Именно в ужасе, внушенном ему некогда директором школы (продолжал мистер Муллинер), я видел объяснение необыкновенной кротости и робости моего племянника Сачеверелла. Он рос нервным мальчиком, и годы, казалось, не добавили ему ни на йоту уверенности в себе. К тому времени, когда он обрел статус мужчины, его, вне всяких сомнений, следовало отнести к той части человечества, которая никогда не находит свободного места в вагоне метрополитена и теряется в присутствии дворецких, регулировщиков и почтовых служащих женского пола. Он был молодым человеком того типа, над которым люди смеются, когда официант заговаривает с ними по-французски.
И это тем более прискорбно, что как раз в то время он тайно помолвился с Мюриэль, единственной дочерью полковника сэра Редверса Бранксома, помещика старой закалки, обладающего самым крутым характером, какой только можно отыскать среди тех, кто кричит: «Ату ее!», едва свора помчится за лисицей. Мой племянник познакомился с Мюриэль, когда она гостила у своей тетушки в Лондоне, и завоевал ее сердце отчасти скромностью и застенчивостью манер, а отчасти фокусами с веревочкой, в которых был большим докой.
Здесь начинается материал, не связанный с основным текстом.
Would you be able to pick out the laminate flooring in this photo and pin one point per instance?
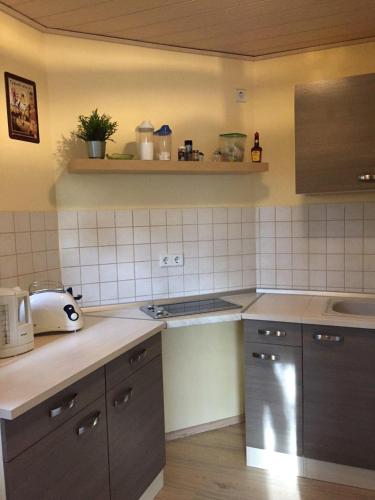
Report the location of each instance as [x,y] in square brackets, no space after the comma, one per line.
[211,466]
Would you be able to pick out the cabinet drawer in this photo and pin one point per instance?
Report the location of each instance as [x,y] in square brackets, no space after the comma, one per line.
[136,431]
[123,366]
[273,332]
[71,463]
[273,383]
[27,429]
Мюриэль принадлежала к тем бодрым, энергичным девушкам, которыми изобилуют английские графства, где свято чтят традиции лисьей травли. Она выросла среди самоуверенных юношей, которые носили гетры и щелкали по ним хлыстами для верховой езды, и подсознательно мечтала о чем-то ином. Застенчивая, нежная, робкая натура Сачеверелла, казалось, пробудила в ней материнские чувства. Он был таким слабым, таким беспомощным, что ее сердце раскрылось перед ним. Дружба быстро сменилась любовью с тем результатом, что в один прекрасный день мой племянник стал женихом и оказался перед необходимостью сообщить эту новость старшим обитателям поместья.
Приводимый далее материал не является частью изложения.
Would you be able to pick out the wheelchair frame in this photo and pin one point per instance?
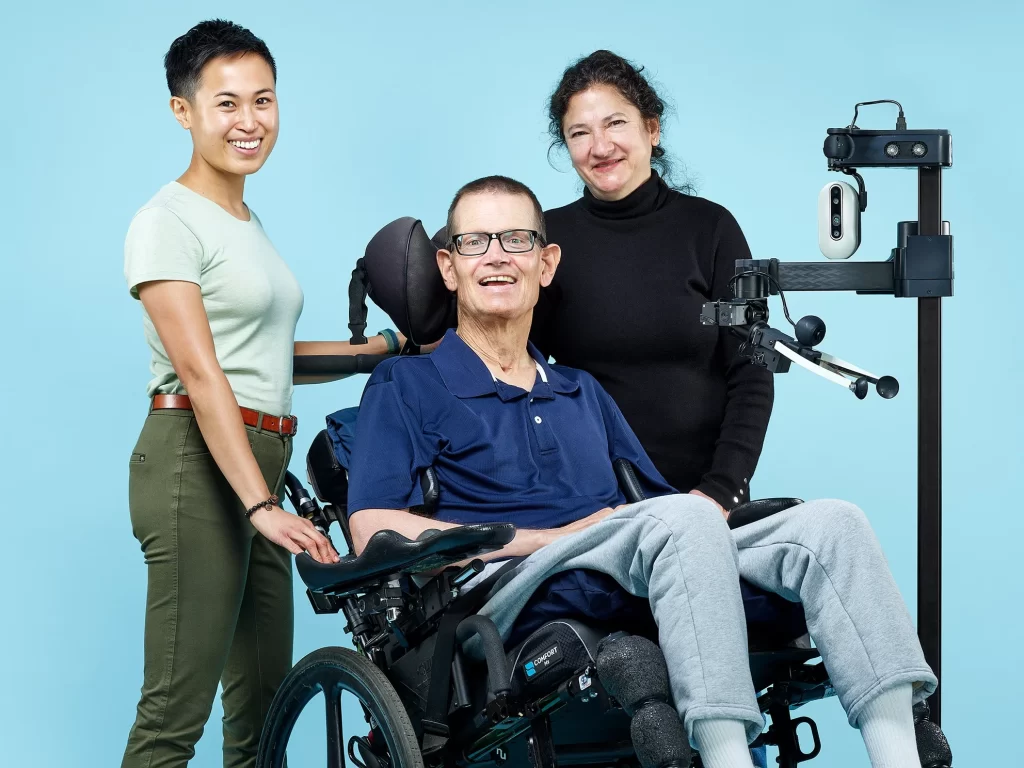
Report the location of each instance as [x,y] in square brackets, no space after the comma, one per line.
[410,630]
— И если ты думаешь, что это легкая задачка, — сказала Мюриэль, — то даже не надейся! Папаша — людоед. Помню, когда я была помолвлена с моим кузеном Бернардом…
— Когда ты что? Со своим кем?! — ахнул Сачеверелл.
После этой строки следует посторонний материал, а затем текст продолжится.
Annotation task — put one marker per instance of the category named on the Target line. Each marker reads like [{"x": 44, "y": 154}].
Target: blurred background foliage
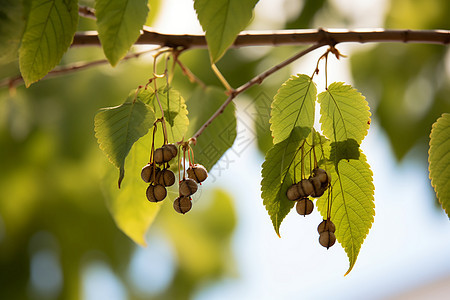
[{"x": 54, "y": 226}]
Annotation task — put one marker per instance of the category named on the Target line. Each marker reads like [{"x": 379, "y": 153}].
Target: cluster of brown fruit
[
  {"x": 159, "y": 176},
  {"x": 188, "y": 186},
  {"x": 315, "y": 186}
]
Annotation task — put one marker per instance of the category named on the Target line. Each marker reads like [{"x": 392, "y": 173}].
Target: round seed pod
[
  {"x": 147, "y": 172},
  {"x": 182, "y": 204},
  {"x": 326, "y": 225},
  {"x": 318, "y": 190},
  {"x": 323, "y": 176},
  {"x": 165, "y": 177},
  {"x": 327, "y": 239},
  {"x": 304, "y": 206},
  {"x": 292, "y": 193},
  {"x": 187, "y": 187},
  {"x": 198, "y": 173},
  {"x": 305, "y": 188},
  {"x": 156, "y": 193}
]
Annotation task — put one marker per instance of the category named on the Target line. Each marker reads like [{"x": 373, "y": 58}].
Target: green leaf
[
  {"x": 439, "y": 160},
  {"x": 344, "y": 113},
  {"x": 119, "y": 23},
  {"x": 352, "y": 208},
  {"x": 129, "y": 207},
  {"x": 275, "y": 176},
  {"x": 131, "y": 210},
  {"x": 175, "y": 112},
  {"x": 11, "y": 27},
  {"x": 219, "y": 136},
  {"x": 118, "y": 128},
  {"x": 222, "y": 20},
  {"x": 48, "y": 34},
  {"x": 293, "y": 106}
]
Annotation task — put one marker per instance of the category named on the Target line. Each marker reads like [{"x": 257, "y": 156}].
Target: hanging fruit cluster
[
  {"x": 188, "y": 186},
  {"x": 158, "y": 174},
  {"x": 314, "y": 186}
]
— Ну да, — сказала девушка. — Разве я тебе не рассказывала? Я одно время была помолвлена с моим кузеном Бернардом, но разорвала помолвку, потому что он попытался мною командовать. В старине Б. обнаружился избыток мужчины-деспота, и я дала ему от ворот поворот. Хотя мы по-прежнему добрые друзья. Но я не об этом. Когда появлялся папаша, Бернард сглатывал, будто тюлень, и весь съеживался. А ведь он — гвардейский офицер. Так что сам понимаешь. Однако начнем действовать. Я приглашу тебя в «Башни» на воскресенье, и мы посмотрим, что из этого получится.
Если Мюриэль надеялась, что в течение этого визита между отцом и женихом возникнут взаимная симпатия и уважение, ей пришлось горько разочароваться. С самого начала все пошло вкривь и вкось. Хозяин «Башен» принял Сачеверелла весьма радушно — поселил его в Голубом апартаменте, лучшем помещении для гостей, и велел подать бутылку старого портвейна, но было ясно, что молодой человек произвел на него не слишком благоприятное впечатление. Полковник любил поговорить об овцах (в болезнях и в здравии), навозе, пшенице, турнепсе, травле лис, охоте на птиц и ужении рыбы, тогда как Сачеверелл особенно блистал, когда речь шла о Прусте, русском балете, японских гравюрах и влиянии Джеймса Джойса на молодых блумсберрийских романистов. Души этих двух людей не имели ни одной точки соприкосновения. Полковник Бранксом не загрыз Сачеверелла в буквальном смысле слова, но никак не более того.